Su recientemente elegido intendente en Mar del Plata, Carlos Arroyo, está vinculado en forma estrecha con los grupo neonazis que en el Encuentro Nacional de Mujeres nos cagaron a trompadas, y que hace poco más de un mes destrozaron a golpes a dos homosexuales. Su nuevo asesor Abel Albino, un medievalista pro abstinencia, pretende erradicar la desnutrición infantil evitando que los pobres cojan y de esta forma se reproduzcan. Su esposa Juliana Awada, espiguita silenciosa y elegante, está denunciada por la política esclavista e inhumana que sostiene a familias enteras en talleres clandestinos.
Su recién electa gobernadora de la provincia de Buenos Aires, la siempre callada y de semi -sutil- sonrisa Vidal, se resistió todo lo que pudo a la construcción de jardines maternales en la Ciudad de Buenos Aires. Su candidata a vicepresidenta, Gabriela Michetti, declaró un poquito arrepentida que no votó la ley de matrimonio igualitario porque “le hacía ruido”. He aquí a las mujeres y al cambio de Cambiemos, a la política de género del Pro, al cruce de bestialidad y machismo de Macri. Al patriarcado lo conocemos mucho Mauricio, no estás cambiando un carajo.
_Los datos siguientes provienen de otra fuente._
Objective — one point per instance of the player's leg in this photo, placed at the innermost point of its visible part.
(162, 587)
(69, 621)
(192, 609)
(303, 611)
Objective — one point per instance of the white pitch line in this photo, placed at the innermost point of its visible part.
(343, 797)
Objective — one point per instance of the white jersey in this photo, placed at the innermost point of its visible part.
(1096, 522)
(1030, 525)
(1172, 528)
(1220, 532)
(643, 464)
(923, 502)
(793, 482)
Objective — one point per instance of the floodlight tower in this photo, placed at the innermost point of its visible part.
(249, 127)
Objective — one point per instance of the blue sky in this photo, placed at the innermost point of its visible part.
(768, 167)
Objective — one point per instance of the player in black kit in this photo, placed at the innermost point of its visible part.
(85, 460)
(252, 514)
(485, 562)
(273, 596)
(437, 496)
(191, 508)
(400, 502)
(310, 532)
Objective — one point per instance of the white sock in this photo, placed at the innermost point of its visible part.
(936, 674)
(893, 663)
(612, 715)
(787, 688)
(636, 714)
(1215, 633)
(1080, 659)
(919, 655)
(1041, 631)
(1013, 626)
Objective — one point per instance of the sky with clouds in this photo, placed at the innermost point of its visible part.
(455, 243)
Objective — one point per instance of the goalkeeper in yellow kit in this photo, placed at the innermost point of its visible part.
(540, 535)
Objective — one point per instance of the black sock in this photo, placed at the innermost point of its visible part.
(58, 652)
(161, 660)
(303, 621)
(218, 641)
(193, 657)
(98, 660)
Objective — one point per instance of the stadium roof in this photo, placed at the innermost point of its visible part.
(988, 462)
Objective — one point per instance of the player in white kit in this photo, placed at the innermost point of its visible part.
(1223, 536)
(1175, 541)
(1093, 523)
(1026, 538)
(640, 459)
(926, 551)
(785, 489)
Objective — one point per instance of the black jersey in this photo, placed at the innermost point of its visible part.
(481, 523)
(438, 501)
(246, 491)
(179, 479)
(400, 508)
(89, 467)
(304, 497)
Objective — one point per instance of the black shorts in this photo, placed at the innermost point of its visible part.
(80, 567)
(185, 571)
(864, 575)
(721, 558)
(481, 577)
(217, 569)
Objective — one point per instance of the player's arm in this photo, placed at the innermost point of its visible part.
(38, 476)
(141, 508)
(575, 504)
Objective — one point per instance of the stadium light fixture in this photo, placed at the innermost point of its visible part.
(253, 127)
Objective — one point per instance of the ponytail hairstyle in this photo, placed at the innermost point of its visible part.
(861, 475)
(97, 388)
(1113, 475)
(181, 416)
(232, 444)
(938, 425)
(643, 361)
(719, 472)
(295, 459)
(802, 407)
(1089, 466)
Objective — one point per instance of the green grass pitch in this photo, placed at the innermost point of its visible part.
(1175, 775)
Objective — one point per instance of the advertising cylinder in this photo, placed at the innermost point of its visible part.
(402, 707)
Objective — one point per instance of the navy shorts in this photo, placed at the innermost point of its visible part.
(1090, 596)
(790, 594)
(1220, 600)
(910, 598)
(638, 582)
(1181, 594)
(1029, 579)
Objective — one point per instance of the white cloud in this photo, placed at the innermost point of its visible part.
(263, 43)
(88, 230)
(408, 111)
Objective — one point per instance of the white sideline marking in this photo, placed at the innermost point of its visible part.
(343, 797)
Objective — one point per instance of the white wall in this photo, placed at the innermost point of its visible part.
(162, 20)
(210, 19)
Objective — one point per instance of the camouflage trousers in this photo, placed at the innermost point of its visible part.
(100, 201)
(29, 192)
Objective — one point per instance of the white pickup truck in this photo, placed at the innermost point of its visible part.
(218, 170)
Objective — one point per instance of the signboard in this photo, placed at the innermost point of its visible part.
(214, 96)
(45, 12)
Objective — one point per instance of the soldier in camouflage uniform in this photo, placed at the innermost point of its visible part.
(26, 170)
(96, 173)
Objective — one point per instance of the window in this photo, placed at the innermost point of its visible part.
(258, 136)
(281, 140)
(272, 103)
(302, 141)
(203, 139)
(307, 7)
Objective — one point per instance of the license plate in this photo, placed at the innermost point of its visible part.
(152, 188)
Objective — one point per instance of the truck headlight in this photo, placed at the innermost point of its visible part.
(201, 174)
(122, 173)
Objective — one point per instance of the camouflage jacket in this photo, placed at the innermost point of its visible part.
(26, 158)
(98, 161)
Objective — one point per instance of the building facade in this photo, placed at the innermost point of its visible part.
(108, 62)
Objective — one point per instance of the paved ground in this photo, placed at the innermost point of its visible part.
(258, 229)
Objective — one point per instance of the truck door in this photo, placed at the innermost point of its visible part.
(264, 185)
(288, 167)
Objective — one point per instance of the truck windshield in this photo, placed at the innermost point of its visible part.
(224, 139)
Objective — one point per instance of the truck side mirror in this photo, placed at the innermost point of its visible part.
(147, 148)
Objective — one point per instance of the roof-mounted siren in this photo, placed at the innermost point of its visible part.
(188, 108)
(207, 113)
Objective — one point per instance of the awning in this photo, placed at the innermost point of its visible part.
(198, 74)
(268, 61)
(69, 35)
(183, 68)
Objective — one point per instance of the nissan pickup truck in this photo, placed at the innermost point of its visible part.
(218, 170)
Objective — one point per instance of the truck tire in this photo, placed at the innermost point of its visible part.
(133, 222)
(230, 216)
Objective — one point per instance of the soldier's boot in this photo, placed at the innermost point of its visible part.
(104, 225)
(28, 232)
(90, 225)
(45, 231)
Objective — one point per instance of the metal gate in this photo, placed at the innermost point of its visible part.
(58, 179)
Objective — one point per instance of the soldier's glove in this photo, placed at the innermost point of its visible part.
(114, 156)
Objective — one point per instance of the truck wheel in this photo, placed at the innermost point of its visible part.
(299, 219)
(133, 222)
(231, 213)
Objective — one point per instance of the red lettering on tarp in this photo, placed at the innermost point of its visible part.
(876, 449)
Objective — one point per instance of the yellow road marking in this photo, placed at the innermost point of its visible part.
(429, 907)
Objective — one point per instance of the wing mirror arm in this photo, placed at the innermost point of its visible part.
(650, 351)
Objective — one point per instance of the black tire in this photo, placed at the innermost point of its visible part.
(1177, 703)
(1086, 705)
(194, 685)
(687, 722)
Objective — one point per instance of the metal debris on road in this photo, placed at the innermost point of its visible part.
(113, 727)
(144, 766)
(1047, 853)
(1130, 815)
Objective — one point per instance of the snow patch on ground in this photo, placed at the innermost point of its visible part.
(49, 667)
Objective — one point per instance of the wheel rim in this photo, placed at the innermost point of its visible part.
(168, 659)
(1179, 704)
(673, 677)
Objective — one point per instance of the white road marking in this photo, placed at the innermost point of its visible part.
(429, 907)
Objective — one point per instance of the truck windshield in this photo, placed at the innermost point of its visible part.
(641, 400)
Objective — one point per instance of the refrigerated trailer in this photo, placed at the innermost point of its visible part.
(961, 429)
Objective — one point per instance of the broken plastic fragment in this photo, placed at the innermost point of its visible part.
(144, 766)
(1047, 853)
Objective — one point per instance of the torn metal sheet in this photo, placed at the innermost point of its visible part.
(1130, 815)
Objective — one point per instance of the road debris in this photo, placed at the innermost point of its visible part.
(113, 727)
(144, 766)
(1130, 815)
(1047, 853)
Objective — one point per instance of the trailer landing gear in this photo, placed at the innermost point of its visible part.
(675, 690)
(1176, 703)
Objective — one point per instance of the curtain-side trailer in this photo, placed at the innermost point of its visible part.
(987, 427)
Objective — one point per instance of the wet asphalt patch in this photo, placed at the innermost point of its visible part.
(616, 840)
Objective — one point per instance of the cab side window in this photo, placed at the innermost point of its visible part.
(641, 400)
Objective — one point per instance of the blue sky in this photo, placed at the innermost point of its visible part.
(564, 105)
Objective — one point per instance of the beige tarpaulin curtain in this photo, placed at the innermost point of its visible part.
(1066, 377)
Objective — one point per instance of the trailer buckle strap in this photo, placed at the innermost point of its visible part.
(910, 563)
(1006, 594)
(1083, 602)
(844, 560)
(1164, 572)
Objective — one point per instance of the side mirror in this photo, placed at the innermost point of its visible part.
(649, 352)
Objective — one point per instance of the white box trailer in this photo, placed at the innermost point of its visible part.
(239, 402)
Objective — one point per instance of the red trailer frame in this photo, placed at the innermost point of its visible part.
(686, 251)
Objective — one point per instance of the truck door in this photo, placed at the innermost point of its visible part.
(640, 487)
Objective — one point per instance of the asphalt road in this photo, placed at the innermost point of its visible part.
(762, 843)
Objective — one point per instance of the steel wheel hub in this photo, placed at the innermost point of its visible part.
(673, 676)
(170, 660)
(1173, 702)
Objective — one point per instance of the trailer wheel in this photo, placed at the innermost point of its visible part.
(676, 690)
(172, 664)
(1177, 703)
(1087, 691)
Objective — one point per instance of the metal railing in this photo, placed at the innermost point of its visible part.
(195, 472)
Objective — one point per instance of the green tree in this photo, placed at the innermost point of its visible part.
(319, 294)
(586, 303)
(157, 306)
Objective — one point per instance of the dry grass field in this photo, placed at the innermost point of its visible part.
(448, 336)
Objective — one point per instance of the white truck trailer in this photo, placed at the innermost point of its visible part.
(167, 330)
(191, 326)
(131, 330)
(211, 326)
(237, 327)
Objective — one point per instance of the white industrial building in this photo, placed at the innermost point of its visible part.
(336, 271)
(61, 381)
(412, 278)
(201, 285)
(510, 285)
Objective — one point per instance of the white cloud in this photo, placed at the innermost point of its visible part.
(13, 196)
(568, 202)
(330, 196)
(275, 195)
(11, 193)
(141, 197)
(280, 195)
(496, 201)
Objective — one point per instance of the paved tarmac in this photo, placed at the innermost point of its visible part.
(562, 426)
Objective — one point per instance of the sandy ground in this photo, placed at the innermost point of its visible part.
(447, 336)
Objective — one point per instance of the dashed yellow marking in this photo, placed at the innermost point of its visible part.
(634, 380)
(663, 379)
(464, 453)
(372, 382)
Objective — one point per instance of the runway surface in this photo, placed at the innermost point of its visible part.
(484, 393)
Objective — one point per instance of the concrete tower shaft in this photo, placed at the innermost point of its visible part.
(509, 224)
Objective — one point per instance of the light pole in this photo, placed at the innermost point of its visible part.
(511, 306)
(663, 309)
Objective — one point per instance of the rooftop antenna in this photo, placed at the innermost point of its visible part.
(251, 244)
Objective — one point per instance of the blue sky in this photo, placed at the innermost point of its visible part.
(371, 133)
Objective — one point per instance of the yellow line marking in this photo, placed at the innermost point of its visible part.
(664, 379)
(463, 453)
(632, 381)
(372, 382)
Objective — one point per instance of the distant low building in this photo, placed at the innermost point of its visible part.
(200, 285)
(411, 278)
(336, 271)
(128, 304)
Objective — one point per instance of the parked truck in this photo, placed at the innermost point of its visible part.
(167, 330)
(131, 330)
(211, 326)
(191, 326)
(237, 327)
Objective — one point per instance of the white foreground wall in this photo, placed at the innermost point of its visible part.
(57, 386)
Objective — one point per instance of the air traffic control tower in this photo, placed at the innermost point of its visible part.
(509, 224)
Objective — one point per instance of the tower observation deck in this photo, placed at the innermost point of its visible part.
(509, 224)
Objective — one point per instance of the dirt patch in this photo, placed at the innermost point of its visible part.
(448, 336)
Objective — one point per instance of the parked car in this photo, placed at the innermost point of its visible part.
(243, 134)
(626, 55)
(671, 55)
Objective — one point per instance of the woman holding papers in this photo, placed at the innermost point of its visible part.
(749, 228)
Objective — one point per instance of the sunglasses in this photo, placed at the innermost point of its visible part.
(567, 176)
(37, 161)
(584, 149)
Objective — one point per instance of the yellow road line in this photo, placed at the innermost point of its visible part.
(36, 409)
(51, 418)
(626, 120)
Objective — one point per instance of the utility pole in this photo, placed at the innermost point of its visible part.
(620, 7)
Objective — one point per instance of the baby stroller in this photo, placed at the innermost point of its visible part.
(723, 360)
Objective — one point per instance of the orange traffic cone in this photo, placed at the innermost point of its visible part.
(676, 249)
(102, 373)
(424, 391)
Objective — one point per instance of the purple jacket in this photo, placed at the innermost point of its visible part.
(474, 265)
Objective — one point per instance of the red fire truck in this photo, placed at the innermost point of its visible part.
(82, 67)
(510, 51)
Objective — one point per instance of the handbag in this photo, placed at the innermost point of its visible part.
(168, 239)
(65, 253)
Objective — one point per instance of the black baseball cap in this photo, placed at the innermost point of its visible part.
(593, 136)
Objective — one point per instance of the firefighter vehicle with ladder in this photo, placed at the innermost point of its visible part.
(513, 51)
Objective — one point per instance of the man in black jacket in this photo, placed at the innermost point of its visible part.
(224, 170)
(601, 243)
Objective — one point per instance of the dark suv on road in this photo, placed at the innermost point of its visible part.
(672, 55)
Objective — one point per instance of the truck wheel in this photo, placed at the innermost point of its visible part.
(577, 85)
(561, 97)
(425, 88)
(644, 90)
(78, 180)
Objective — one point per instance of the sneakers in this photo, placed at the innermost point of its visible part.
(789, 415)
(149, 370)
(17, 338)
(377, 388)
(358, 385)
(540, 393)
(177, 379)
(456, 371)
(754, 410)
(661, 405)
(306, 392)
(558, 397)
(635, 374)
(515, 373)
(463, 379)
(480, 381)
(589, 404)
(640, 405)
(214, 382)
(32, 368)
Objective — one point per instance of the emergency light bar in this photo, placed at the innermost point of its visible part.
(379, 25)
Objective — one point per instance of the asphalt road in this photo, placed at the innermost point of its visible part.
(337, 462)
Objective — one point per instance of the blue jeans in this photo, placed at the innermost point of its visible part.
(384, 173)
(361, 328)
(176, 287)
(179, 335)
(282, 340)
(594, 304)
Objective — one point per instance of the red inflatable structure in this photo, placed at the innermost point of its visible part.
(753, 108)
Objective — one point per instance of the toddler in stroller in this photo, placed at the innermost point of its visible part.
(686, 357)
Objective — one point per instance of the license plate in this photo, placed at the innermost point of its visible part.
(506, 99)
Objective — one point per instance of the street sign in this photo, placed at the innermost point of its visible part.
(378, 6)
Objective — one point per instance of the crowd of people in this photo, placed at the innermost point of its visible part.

Este domingo tenemos una responsabilidad sobre nosotras mismas. No retrocedamos ni un centímetro de lo que no nos regaló nadie, de lo que ganamos a fuerza de calle y ovario. No dejemos que nos cierren, que nos silencien, que nos clausuren. No nos dejemos tocar el culo. No paremos de decir que Macri nunca, ninguno, jamás. De que Nunca Macri. De que Mauricio Macri Jamás.